C’est au cours de la décennie suivante, en 1815, que Beethoven écrit les sonates de l’opus 102, les n° 4 et n° 5, qui sont publiées deux ans plus tard. Une fois de plus, comme dans la précédente partition, le compositeur trouve le dosage instrumental idéal pour faire chanter ces pages destinées à l’intimité, écrites au moment où il renoue avec la Comtesse Erdödy qui avait pour hôte un autre grand virtuose, Joseph Linke (1783-1837), auquel Beethoven soumit sans doute l’un ou l’autre aspect technique. La Sonate n° 4, dont la notice du livret précise qu’il s’agit d’une véritable Sonate-Fantaisie, est écrite au moment où Beethoven a achevé sa huitième symphonie ; elle contient une certain nombre de passages lents et méditatifs comme des rythmes passionnés et énergiques. La Sonate n° 5, la dernière de Beethoven dans le genre, insère dans l’Allegro final une Fugue qui confère au violoncelle une grande éloquence. Trois séries de Variations complètent cette intégrale. L’opus 66 semble dater de la même période que les deux premières sonates, donc de 1796. Ces Variations sur « Ein Mädchen oder Weibchen » s’inspirent d’un thème de La Flûte enchantée de Mozart, tout comme les Variations WoO46 « Bei Männern, welche Liebe flühen » de 1801. Elles permettent à Beethoven de traduire ses émotions sur le thème conjugal et l’amour partagé, maudit pour lui, à travers un caractère ornemental et un esprit d’improvisation très créatif. Quant aux Variations WoO45 sur « See, the conqu’ring Hero comes ! », elles aussi de 1796, c’est à Haendel et à un chœur de l’oratorio Judas Maccabée qu’elles empruntent leur référence, stimulante et très ornementée.

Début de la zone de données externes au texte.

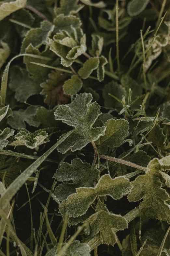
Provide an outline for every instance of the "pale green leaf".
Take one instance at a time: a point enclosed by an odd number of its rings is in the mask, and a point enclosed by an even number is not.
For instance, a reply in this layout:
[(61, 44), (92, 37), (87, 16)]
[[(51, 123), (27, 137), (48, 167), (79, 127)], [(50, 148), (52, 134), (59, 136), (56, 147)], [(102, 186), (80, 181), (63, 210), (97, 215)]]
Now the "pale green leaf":
[(66, 199), (66, 211), (70, 216), (81, 216), (86, 213), (97, 195), (108, 195), (115, 200), (120, 199), (128, 193), (131, 188), (130, 182), (124, 177), (113, 179), (108, 175), (105, 174), (100, 178), (95, 188), (77, 188), (77, 193), (70, 195)]
[(31, 77), (25, 69), (18, 66), (10, 70), (9, 87), (15, 92), (15, 98), (18, 101), (24, 102), (32, 95), (38, 94), (41, 90), (39, 85)]
[(99, 63), (99, 60), (97, 57), (94, 57), (87, 60), (83, 67), (78, 70), (78, 75), (83, 79), (86, 79), (89, 77), (93, 70), (97, 68)]
[(97, 8), (104, 8), (106, 4), (103, 1), (99, 1), (98, 3), (93, 3), (91, 0), (80, 0), (83, 4)]
[(97, 212), (85, 222), (84, 225), (86, 226), (85, 232), (86, 234), (86, 229), (89, 230), (88, 234), (90, 238), (92, 238), (100, 232), (102, 244), (113, 246), (116, 241), (116, 237), (113, 229), (119, 230), (127, 228), (127, 222), (121, 215), (110, 213), (105, 205), (100, 201), (98, 202), (96, 209)]
[(103, 56), (99, 57), (99, 63), (97, 69), (97, 78), (99, 82), (104, 80), (105, 78), (105, 66), (108, 63), (107, 59)]
[(56, 119), (75, 128), (70, 136), (58, 148), (59, 152), (63, 153), (70, 149), (72, 151), (80, 150), (104, 135), (106, 127), (92, 127), (101, 112), (96, 102), (91, 104), (92, 100), (90, 94), (76, 95), (71, 104), (61, 105), (56, 111)]
[(25, 145), (29, 148), (37, 149), (40, 145), (50, 141), (48, 134), (43, 130), (37, 130), (31, 132), (25, 129), (21, 129), (15, 136), (16, 141), (11, 144), (13, 146)]
[(97, 145), (100, 145), (98, 147), (99, 152), (103, 154), (107, 153), (108, 147), (116, 147), (124, 142), (129, 127), (127, 120), (121, 119), (110, 119), (104, 125), (106, 127), (105, 134), (96, 142)]
[(103, 38), (97, 35), (92, 35), (92, 49), (89, 53), (94, 57), (100, 56), (103, 46)]
[[(64, 243), (63, 245), (65, 244)], [(54, 246), (46, 254), (46, 256), (55, 256), (58, 245)], [(79, 241), (76, 240), (71, 244), (70, 246), (64, 252), (63, 256), (91, 256), (90, 247), (86, 243), (81, 244)]]
[(11, 51), (7, 43), (2, 41), (0, 41), (0, 69), (5, 62), (8, 58)]
[(145, 9), (149, 0), (131, 0), (128, 3), (127, 10), (130, 16), (135, 16)]
[(0, 4), (0, 20), (9, 15), (12, 12), (23, 8), (27, 0), (16, 0), (15, 1), (6, 2)]
[(0, 150), (2, 150), (8, 144), (7, 139), (14, 134), (14, 130), (6, 128), (0, 133)]
[(61, 0), (60, 2), (60, 7), (55, 10), (55, 13), (57, 16), (60, 14), (63, 14), (64, 15), (77, 13), (84, 7), (82, 5), (78, 4), (78, 0)]
[(36, 108), (28, 107), (25, 110), (20, 109), (13, 111), (13, 116), (8, 119), (8, 124), (12, 128), (19, 129), (25, 128), (26, 122), (29, 125), (38, 127), (41, 122), (36, 116)]
[(77, 76), (73, 75), (70, 79), (66, 81), (63, 85), (64, 93), (69, 95), (75, 95), (80, 90), (83, 85)]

Les sonates pour violoncelle et piano ont bénéficié par le passé de prestigieux interprètes. Les noms de Rostropovitch/Richter, Fournier/Kempff, Fournier/Gulda ou du Pré/Barenboïm sont dans toutes les mémoires et font largement rêver (sans oublier Casals !). Plus proches de nous, on n’oublie pas non plus Menesses/Pressler ou Wispelwey/Lazic. Mais la version de Lonquich/Altstaedt, intégrale à part entière, apporte une dimension différente, tout d’abord en raison du choix des instruments, un Graf pour le pianofortiste et un Guadagnini pour le violoncelliste, nous l’avons signalé, qui apportent à l’interprétation une fluidité, une clarté et une « vérité » historique. On découvre la superbe sonorité de ces instruments et l’intensité qu’ils arrivent à inscrire tout au long d’un parcours bien mesuré. Ce choix ajoute un climat d’épure et de simplicité immédiate, il fait vibrer la complicité palpable, équilibrée et attentive à l’écoute mutuelle, mais aussi les couleurs chaudes qui soulignent le lyrisme et la dynamique musicale. Une très belle réalisation à placer parmi les meilleures de la discographie de notre temps.